Walk at Your Own Pace
There is no correct speed. Some people move slowly and deliberately. Others find a natural rhythm that carries them forward. You may pause, stop, or stand still whenever you wish. The labyrinth is not a race. It is an opportunity to notice.
Trust the Path
At times, the path appears to move away from the center just when you think you are getting close. This is one of the reasons labyrinths can feel so meaningful. Life rarely moves in a straight line. We circle back. We revisit old questions. We discover new layers of understanding. What feels like a detour is often part of the journey. The labyrinth reflects this truth beautifully.
Release on the Way In
Many people use the inward journey to let go of what they have been carrying. Notice your breath. Notice the feeling of your feet touching the ground. Allow worries, expectations, or mental noise to soften as you walk. There is no need to force anything. Simply allow the rhythm of the path to support you.
Rest at the Center
When you reach the center, pause. Stay for a few moments or several minutes. Some people receive an insight. Others experience a sense of peace. Some simply enjoy a rare moment of stillness. There is nothing you need to accomplish while you are there.
Integrate on the Way Out
The return path is just as important as the journey inward. As you leave the center, notice what feels different. What are you carrying with you? What are you ready to bring back into your daily life? Sometimes the answers arrive immediately. Sometimes they unfold slowly in the days that follow.
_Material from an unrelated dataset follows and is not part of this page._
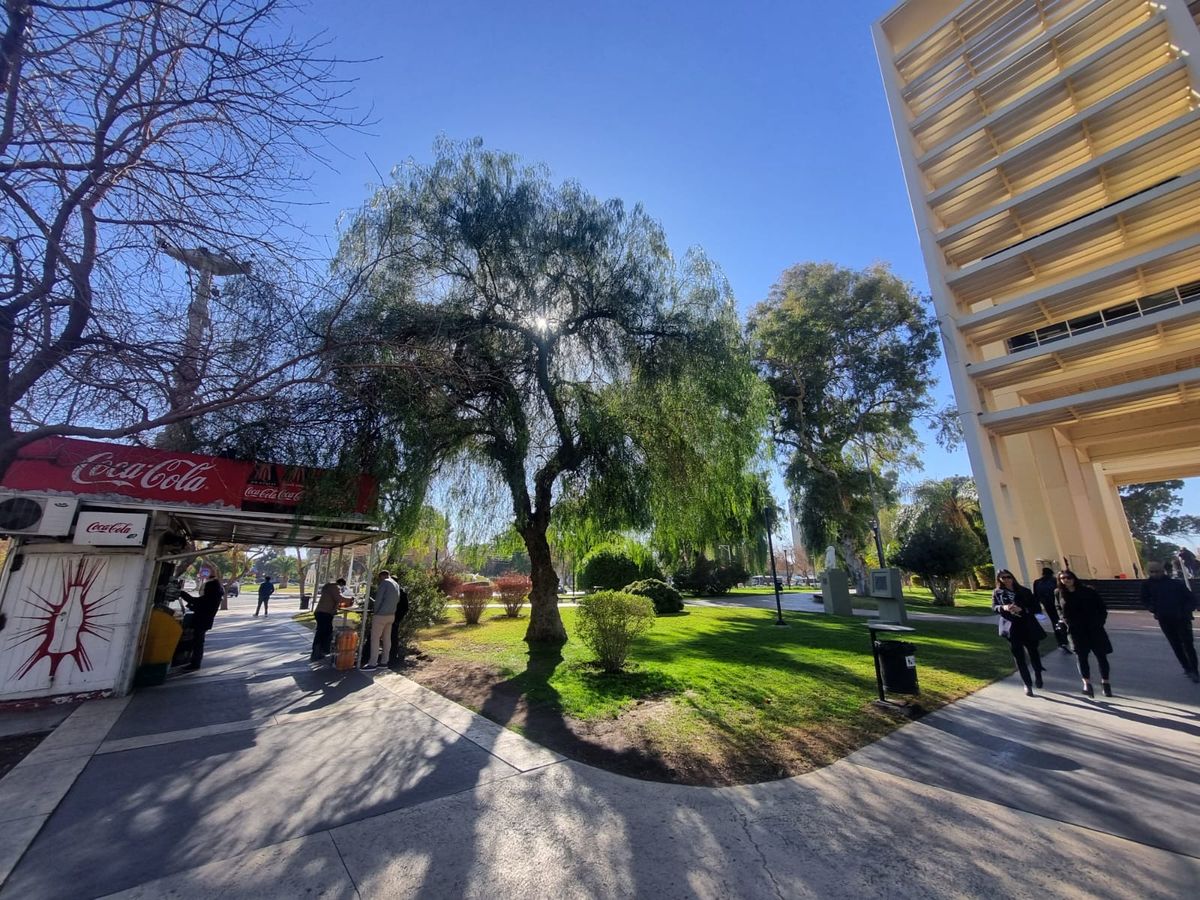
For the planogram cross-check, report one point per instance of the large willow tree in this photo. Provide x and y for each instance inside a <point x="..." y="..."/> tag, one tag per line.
<point x="549" y="336"/>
Benefits of Walking a Labyrinth
People walk labyrinths and do labyrinth walking meditation for many different reasons. Some seek stress relief and emotional balance. Others use labyrinth meditation to deepen a spiritual practice, support creativity, process grief, or gain perspective during times of transition.
Many people find that the rhythmic movement of walking helps quiet the mind and bring them into the present moment. While every experience is different, labyrinth walking often leaves people feeling calmer, more grounded, and more connected to themselves.
The Wisdom of the Path
Over the years, one lesson has returned to me again and again. The labyrinth reminds us that life is rarely linear; it twists and turns. We move forward. We circle back. We lose our bearings. We begin again. Often, what seemed like a detour turns out to be part of the path all along.
Perhaps that is why labyrinths continue to resonate across centuries and cultures. They remind us that we do not need to have everything figured out before taking the next step. We only need the willingness to take it.
One breath. One step. One turn at a time.
And sometimes, if we are paying attention, the path leads us not somewhere new, but back to a deeper sense of belonging.